When you have known someone all your life, it’s easier to take for granted how exceptional they are. Ted was severely burned during the war, and underwent extensive – and pioneering – plastic surgery, despite which he was extensively scarred for the rest of his life, particularly on his face and hands. Yet when he was able to, he returned to physical outdoor work: he was a bricklayer – by choice, when his brothers all worked in the professions, the Excise and the Inland Revenue, a teacher and a pharmacist. When his sons were old enough, and there was a little money to spare, he and his wife Enid bought a boat, a fifty year old ketch which they restored and sailed round the Mediterranean.
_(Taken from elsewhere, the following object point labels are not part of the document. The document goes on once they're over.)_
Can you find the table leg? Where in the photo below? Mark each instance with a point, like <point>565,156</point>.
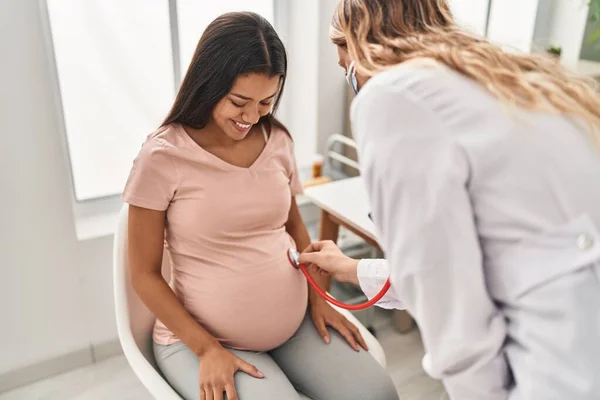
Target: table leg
<point>328,230</point>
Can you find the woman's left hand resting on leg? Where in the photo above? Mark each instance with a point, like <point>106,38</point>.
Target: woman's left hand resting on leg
<point>323,315</point>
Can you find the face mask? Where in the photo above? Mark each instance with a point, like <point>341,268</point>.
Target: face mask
<point>351,77</point>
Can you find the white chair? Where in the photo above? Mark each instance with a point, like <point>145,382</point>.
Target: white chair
<point>135,322</point>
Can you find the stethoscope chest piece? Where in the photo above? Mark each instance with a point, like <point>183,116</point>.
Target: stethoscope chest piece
<point>293,256</point>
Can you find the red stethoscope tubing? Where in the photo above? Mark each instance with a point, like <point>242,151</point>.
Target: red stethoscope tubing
<point>326,296</point>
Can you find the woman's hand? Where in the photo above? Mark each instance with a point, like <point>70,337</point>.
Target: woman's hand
<point>323,315</point>
<point>217,368</point>
<point>329,259</point>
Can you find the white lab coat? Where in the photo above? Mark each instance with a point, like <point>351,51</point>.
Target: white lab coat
<point>489,219</point>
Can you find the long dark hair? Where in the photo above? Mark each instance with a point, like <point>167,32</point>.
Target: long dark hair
<point>234,44</point>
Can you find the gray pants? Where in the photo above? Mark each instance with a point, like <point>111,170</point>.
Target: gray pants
<point>304,363</point>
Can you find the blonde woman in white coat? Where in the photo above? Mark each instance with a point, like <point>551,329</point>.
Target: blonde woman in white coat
<point>483,173</point>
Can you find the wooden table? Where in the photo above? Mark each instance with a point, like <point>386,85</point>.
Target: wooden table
<point>345,203</point>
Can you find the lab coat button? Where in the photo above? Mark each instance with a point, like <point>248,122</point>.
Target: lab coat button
<point>585,242</point>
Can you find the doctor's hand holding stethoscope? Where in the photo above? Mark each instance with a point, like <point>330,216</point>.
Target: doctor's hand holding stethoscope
<point>482,168</point>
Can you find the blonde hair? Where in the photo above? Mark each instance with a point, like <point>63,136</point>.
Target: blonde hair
<point>380,34</point>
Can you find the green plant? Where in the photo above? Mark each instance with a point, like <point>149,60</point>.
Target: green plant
<point>594,17</point>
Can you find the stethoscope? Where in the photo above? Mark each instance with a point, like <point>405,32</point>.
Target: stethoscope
<point>293,256</point>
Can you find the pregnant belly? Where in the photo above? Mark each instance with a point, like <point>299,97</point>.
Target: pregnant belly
<point>256,311</point>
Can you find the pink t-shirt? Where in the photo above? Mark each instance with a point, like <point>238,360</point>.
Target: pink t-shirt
<point>225,236</point>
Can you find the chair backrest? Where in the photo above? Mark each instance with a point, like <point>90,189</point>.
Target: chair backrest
<point>134,321</point>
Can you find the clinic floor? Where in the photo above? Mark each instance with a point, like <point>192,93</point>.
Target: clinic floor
<point>113,379</point>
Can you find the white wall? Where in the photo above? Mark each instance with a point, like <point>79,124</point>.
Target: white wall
<point>55,292</point>
<point>302,83</point>
<point>332,87</point>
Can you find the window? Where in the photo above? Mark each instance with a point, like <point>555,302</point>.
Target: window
<point>117,69</point>
<point>115,74</point>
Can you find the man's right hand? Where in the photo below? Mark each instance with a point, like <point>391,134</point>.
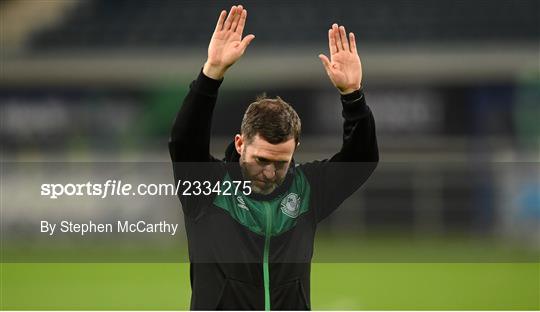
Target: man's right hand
<point>227,45</point>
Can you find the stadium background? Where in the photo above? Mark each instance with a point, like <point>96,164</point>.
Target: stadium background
<point>450,219</point>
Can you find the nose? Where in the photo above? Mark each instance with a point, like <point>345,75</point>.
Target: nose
<point>269,171</point>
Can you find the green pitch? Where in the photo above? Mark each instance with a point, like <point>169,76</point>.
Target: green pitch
<point>390,286</point>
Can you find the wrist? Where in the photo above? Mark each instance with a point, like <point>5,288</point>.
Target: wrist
<point>214,71</point>
<point>348,90</point>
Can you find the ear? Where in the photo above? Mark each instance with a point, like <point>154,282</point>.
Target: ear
<point>238,143</point>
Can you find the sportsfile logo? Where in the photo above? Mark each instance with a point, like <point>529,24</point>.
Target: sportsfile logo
<point>119,188</point>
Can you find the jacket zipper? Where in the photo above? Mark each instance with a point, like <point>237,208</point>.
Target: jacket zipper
<point>266,269</point>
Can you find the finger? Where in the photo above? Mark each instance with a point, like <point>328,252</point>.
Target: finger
<point>230,18</point>
<point>242,23</point>
<point>237,16</point>
<point>337,38</point>
<point>331,42</point>
<point>353,43</point>
<point>246,41</point>
<point>344,41</point>
<point>221,19</point>
<point>325,61</point>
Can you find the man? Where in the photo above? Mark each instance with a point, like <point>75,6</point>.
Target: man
<point>252,250</point>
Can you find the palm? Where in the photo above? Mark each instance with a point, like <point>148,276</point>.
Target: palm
<point>225,48</point>
<point>227,45</point>
<point>344,67</point>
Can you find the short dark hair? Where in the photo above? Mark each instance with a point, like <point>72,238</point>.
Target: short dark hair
<point>271,118</point>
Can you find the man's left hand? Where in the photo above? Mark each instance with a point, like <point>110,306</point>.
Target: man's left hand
<point>343,68</point>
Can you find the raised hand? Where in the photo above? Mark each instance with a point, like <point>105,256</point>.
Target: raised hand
<point>343,68</point>
<point>227,45</point>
In Malta, they saw a boat being built of ferro-concrete, and decided that they too would built a boat – which they named Phoenix, and sailed across the Atlantic. Off Florida, they struck a coral reef, and Phoenix was wrecked
This should be the end of the story – it is the point at which Ted ended his autobiography, Journeyman – but Ted and Enid returned to Crawley and resumed their lives. They had been founder members of Crawley Communist Party, and helped organise the rent strike of 1955; they continued to be active in the peace movement. Ted was a founder of Ex-servicemen’s CND, a contributor to the Peace Garden in a local park, a member of the Campaign against Racism and still attending union meetings shortly before his 90th birthday.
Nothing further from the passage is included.